Buyers and sellers of counterfeit drugs state that they have no choice but to buy the drugs. One buyer interviewed by the media stated that he pays $3 for a single anti-malaria pill sold in a legitimate pharmacy. A counterfeit version of the drug is sold on the street for $1.50.

Sellers of counterfeit drugs state that they have no other way of making an income in the country.

(Additional counterfeit goods statistics.)

Source:  “Counterfeit drug war in Liberia,” IRIN, January 29, 2014.

Customs Officials in Saudi Arabia reported that is seized around 40 million counterfeit goods within Saudi Arabia in 2013. In addition to the number of fake goods seized, security services also stopped and prevented over 124 million counterfeits from entering the country in 2013.
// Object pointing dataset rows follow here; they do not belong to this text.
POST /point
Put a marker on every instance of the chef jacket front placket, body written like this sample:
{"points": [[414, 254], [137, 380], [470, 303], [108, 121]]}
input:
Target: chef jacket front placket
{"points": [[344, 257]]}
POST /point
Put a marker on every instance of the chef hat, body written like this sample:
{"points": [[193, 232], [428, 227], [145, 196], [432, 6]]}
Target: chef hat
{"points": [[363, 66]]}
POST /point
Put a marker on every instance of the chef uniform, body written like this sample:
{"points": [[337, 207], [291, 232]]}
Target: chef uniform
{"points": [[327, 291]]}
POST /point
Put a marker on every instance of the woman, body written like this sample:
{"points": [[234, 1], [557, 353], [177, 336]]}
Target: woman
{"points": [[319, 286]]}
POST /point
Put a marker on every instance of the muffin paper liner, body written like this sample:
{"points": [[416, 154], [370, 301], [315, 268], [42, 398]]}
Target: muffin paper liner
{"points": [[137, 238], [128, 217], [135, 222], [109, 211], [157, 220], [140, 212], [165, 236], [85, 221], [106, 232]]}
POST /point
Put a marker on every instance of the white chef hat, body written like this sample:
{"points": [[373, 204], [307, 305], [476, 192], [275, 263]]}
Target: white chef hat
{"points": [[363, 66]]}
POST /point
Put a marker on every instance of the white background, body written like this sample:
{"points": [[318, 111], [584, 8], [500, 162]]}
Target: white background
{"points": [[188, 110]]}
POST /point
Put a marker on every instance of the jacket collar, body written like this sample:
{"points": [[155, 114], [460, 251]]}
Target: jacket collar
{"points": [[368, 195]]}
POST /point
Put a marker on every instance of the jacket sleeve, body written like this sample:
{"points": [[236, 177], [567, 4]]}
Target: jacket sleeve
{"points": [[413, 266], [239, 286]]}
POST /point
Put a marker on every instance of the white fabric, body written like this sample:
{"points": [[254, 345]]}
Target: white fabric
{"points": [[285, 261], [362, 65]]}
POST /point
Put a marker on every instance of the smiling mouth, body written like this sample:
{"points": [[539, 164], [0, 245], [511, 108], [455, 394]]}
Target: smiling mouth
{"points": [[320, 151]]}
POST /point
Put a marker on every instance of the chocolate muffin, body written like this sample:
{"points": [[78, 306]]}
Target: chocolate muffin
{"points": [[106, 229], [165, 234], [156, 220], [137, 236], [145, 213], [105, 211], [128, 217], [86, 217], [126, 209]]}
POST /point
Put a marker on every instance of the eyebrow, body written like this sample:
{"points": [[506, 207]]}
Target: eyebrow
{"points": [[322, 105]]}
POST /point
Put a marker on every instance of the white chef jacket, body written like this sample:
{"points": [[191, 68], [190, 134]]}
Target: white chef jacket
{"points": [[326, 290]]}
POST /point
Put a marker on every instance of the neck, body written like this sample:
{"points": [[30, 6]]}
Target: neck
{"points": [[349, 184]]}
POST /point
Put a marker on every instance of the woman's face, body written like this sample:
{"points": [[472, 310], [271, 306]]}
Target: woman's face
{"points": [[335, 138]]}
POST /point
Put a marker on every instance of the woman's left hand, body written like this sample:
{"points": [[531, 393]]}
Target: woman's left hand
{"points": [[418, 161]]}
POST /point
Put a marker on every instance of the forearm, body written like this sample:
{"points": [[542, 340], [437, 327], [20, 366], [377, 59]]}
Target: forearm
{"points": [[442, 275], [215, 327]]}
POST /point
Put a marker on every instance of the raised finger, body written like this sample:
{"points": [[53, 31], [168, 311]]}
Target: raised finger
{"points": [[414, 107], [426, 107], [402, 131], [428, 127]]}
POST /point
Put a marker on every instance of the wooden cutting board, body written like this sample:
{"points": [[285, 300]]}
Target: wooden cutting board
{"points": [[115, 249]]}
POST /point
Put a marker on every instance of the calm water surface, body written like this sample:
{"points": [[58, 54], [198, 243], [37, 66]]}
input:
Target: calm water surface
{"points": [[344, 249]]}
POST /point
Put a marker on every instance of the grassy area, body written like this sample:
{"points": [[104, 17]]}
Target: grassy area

One of the main fake and substandard product that was seized by the authorities were 30,000 air conditioners that were counterfeited and not made to government standards.

(More counterfeit goods statistics here.)

Source: Hazem Al-Shraqawi, “Fake items decline 45%,” Arab News, January 29, 2014.

According to the Southern African Federation Against Copyright Theft, the music industry in South Africa loses up to $45 Million (500 Million South African Rand) each year to pirated music.

The main causes of users downloading music in South Africa is the cheap or free price of the music files and the availability of the music content. Many South Africans also reported that they did not know file sharing was illegal.

The industry lobbying group also stated that organized crime groups are involved in music piracy activities in South Africa.